Going to college was the best thing for me looking back at my situation. I had to leave my town and my family behind to find what I really wanted to do in life. One of my professors really instilled in my mind that no one will take you seriously until you do. I went to college hoping to fall in love with the idea of become a teacher or continue on the routine of becoming a radio broadcaster. Accepting that I was not happy with those choices. Traveling home one day, I discovered an old note book from third grade with all my aspirations for life. I wrote a letter saying that, “When I grow up I hope I am a chef working in a kitchen feeding all the hungry people.” Taking a step back reading the letter grasping the fact that food was my first love. So I started aligning myself to become a chef.
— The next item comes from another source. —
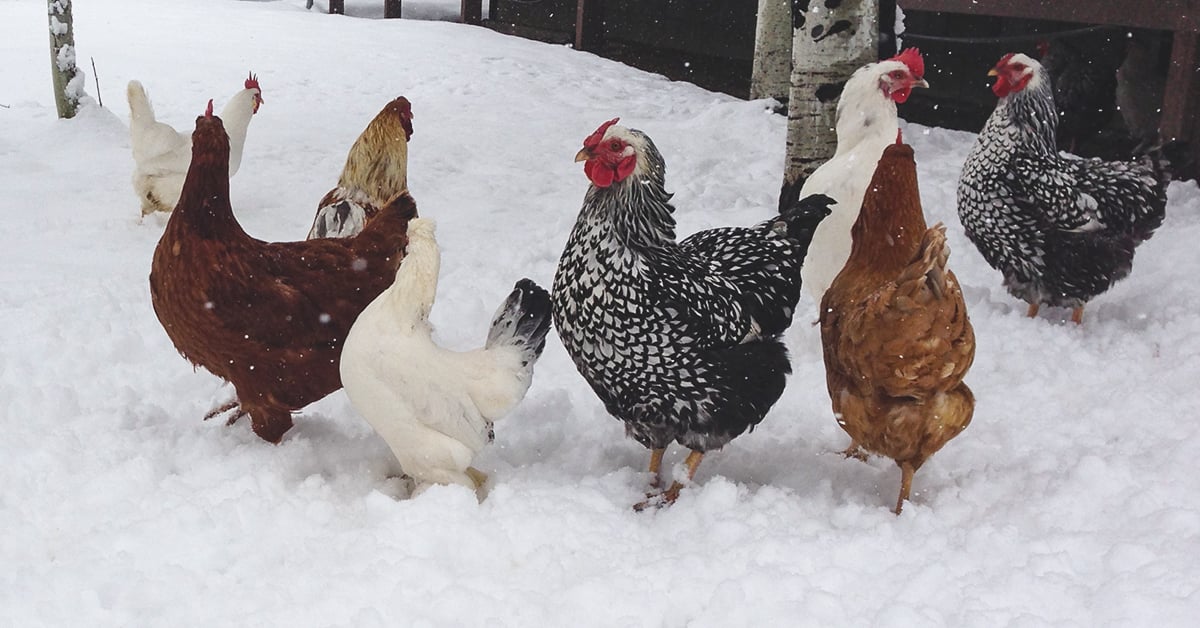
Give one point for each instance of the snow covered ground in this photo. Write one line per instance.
(1072, 500)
If you have read my previous blogs you know I love food.
When I met Thomas it was not love at first sight. Do not get me wrong there was a physical attraction, his eyes on that day were deep sea blue and his bright white cheeky smile took my breath away. Even though he does not like beer one bit we drank all my beers while we played and lost at beer pong. I know, knight in shining armor. So after exchanging numbers are relationship progressed pretty fast. We shared many of the same values and just grew together. That was when I truly fell in love with someone instead of just going through the motions.
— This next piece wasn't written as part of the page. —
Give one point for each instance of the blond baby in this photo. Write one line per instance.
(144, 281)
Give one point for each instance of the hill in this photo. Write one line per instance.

Becoming pregnant at a young age was hard I become very sick going to the hospital about three times before being placed on the right medication. My family was not happy about it and that awful feeling, I would not put on my worst enemy. When I was able to enjoy being pregnant it was great, seeing that little human grow inside of you. Picking and re-picking out names and oodles of window shopping. As the day approached, we did not know it he was early, we were so nervous. The day he was born, Thomas and I went to my sister’s house for her birthday party/get together. I had to pee every five to ten minutes. Consuming spicy food because that’s what I was craving and after we crashed at her house for the night, Little Knight was ready to join the party as well. Not going into labor details right at this moment but, when I first held my son I never left so much love. At that moment I knew what love was. Seeing the person that I created, well help to create it takes two to tango, in my arms was the best feeling and that is love to me. My son is a product of love and when I see him first thing in the morning or when he is asleep at night my heart gets warm. I will continue to cherish ever kiss and hug along the way.
What do you consider love and what do you love the most?